NVIDIA Launches Jarvis Interactive Conversational AI Framework

NVIDIA today released the NVIDIA Jarvis framework, providing developers with pre-trained deep learning models and software tools to create interactive conversational artificial intelligence services that can be adapted for specific industries or domains.

NVIDIA Jarvis models offer automatic speech recognition, as well as language understanding, real-time translations, and text-to-speech capabilities to create expressive conversational AI agents. They can be deployed in the cloud, in the data center, or at the edge, instantly scaling to millions of users.

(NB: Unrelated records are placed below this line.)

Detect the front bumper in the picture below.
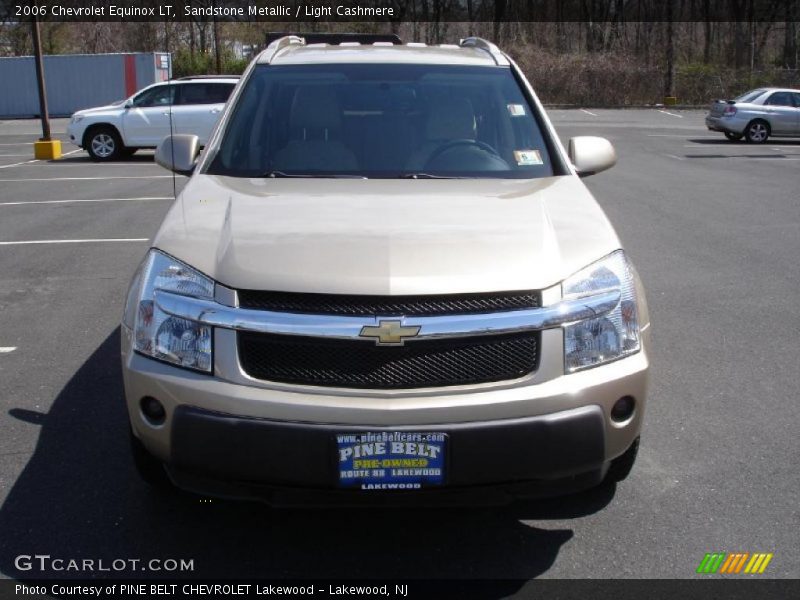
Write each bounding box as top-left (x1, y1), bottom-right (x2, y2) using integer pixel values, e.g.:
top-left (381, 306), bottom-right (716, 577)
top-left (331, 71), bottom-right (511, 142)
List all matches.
top-left (166, 404), bottom-right (609, 504)
top-left (122, 324), bottom-right (649, 500)
top-left (66, 121), bottom-right (85, 148)
top-left (172, 403), bottom-right (603, 481)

"Conversational AI is in many ways the ultimate AI," said Jensen Huang, founder and CEO of NVIDIA, in a statement. "Deep learning breakthroughs in speech recognition, language understanding, and speech synthesis have enabled engaging cloud services. NVIDIA Jarvis brings this state-of-the-art conversational AI out of the cloud for customers to host AI services anywhere."/p>

NVIDIA Jarvis has been built using models trained on more than 1 billion pages of text, 60,000 hours of speech data, and in different languages, accents, environments and lingos. Developers can use NVIDIA TAO, a framework to train, adapt, and optimize these models for any task, industry, or system.

Developers can select a Jarvis pre-trained model from NVIDIA's NGC catalog, fine-tune it using their own data with the Transfer Learning Toolkit, optimize it for real-time speech services, and then deploy it with just a few lines of code.

Among early users is T-Mobile.

"With NVIDIA Jarvis services, fine-tuned using T-Mobile data, we're building products to help us resolve customer issues in real time," said Matthew Davis, vice president of product and technology at T-Mobile, in a statement. "After evaluating several automatic speech recognition solutions, T-Mobile has found Jarvis to deliver a quality model at extremely low latency, enabling experiences our customers love."

NVIDIA is also partnering with Mozilla Common Voice, an open-source collection of voice data with more than 9,000 total hours of contributed voice data in 60 languages. NVIDIA is using Jarvis to develop pre-trained models with the dataset, and then offer them back to the community for free.

"We launched Common Voice to teach machines how real people speak in their unique languages, accents, and speech patterns," said Mark Surman, executive director of Mozilla, in a statement. "NVIDIA and Mozilla have a common vision of democratizing voice technology and ensuring that it reflects the rich diversity of people and voices that make up the internet."